The tests will aim to improve the way vehicles can communicate both with each other and with the road infrastructure that will underpin driverless technologies, such as signs and traffic lights.
“Our connected and automated technology could help improve traffic flow, cut congestion and reduce the potential for accidents. We will also improve the driving experience, with drivers able to choose how much support and assistance they need. In traffic, for example, the driver could choose autonomy assist during tedious or stressful parts of the journey,” Tony Harper from JLR says.
Central to the JLR vehicle is its Roadwork Assist technology, which utilizes a number of cameras to generate a three-dimensional view of the road ahead. This is used in complex and uncertain environments, such as when the road is being worked on and the car needs to navigate through cones and other road furniture.
The cars also come with technology to assist drivers as they maneuver in traffic jams or out of junctions. The technology hopes to reduce the number of low-speed collisions with its Safe Pullaway feature, which uses cameras to monitor the area immediately in front of the car.

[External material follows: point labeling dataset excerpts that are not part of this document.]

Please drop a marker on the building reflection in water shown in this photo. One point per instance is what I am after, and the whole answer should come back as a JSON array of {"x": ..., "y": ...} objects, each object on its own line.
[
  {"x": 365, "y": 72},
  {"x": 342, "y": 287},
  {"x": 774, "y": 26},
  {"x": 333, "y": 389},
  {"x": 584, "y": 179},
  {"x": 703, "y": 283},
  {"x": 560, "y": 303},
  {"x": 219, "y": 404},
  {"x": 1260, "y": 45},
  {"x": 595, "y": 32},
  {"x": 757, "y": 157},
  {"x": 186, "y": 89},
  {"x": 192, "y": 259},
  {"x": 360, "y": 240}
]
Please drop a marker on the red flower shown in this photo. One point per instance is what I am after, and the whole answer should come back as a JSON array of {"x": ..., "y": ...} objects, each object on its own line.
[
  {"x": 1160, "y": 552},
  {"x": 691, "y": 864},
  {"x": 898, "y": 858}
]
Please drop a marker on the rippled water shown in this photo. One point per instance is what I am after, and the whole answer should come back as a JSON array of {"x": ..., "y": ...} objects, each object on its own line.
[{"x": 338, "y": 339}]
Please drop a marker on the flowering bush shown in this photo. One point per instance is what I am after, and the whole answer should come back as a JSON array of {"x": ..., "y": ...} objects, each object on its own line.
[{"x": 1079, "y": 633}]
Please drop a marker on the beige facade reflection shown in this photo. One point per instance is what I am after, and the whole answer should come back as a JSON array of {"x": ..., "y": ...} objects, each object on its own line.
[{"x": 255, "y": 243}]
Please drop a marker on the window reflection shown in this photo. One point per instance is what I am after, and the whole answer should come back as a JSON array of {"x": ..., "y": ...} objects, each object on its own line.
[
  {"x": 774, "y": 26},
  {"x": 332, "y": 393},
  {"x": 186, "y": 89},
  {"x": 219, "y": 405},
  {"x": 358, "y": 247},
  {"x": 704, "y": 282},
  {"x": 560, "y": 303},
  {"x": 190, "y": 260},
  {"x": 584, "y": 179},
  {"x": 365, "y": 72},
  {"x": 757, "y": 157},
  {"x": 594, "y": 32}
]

Central to the project is what JLR call ‘Over the Horizon.’ This involves improvements to vehicle-to-vehicle communication so that cars, and their drivers, can be warned of potential hazards looming on the horizon, such as around a blind bend.
“Over The Horizon will make driving safer and could help prevent traffic jams and accidents. Providing the right information at the right time will enable better and safer decision-making, whether the car is driven by a human or is autonomous,” Harper says.
For instance, if a vehicle is stopped, it would communicate this to other vehicles in the vicinity to ensure that both driver and vehicle are aware of the potential hazard.
I’ve written previously about a partnership between JLR and Coventry City Council to use smart features on vehicles to detect and report potholes. It’s nice to see continuing cooperation between the two groups to help progress driverless technology.